There are 51 500 teachers in Scottish secondary schools and the pupil/teacher ratio is now 13.6 pupils per teacher, down from (better than) 13.7 in 2016.
In England, there were 457 300 teachers in 2016. The pupil/teacher ratio in 2016 was 17.6 pupils per teacher. England’s population is almost exactly ten times that of Scotland, so you might have expected there to be around 515 000 teachers there.
So, thanks presumably to the Scottish Government, Scotland’s secondary schools are significantly better staffed than English ones. Also, I know from personal experience they are better staffed than universities. I commonly did mass lectures to as many as 200 and conventional class teaching with groups of 20 to 30. As for small group tuition or interaction with individuals, I had to make use of new technologies such as ‘virtual learning environments’ or VLEs for this.
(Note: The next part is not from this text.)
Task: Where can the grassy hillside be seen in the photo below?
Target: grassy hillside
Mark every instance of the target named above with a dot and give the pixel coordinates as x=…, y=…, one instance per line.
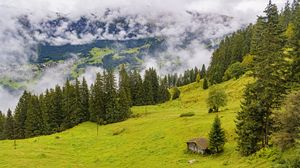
x=154, y=138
We’d also need to look at changes in the number of pupils being taught. Perhaps they’re under pressure from dramatic growth in the number of pupils being taught? No, they’re not. See this graph which shows secondary pupil numbers currently at a low point since 2000 though projected to rise a bit in the next two years:
The article in the Herald alludes to the pressure of these unfilled posts being a factor in teachers quitting and quitting early, but are they? ‘Research’ by the Association of Teachers and Lecturers and National Association of Schoolmasters Union of Women Teachers, in 2014, found that only 51% of Scottish teachers were considering quitting while 80% of English teachers were considering quitting. However, the research was based on a small sample of only 900 UK teachers (90 Scottish teachers?) Finally, this was trades union research not academic research. Ask the members of any occupation whether they’ve considered quitting because of unmanageable workload –100% of cleaners, 100% of carers, 100% of hospital laundry workers? I did the last one for 6 months and feel sure of the figure.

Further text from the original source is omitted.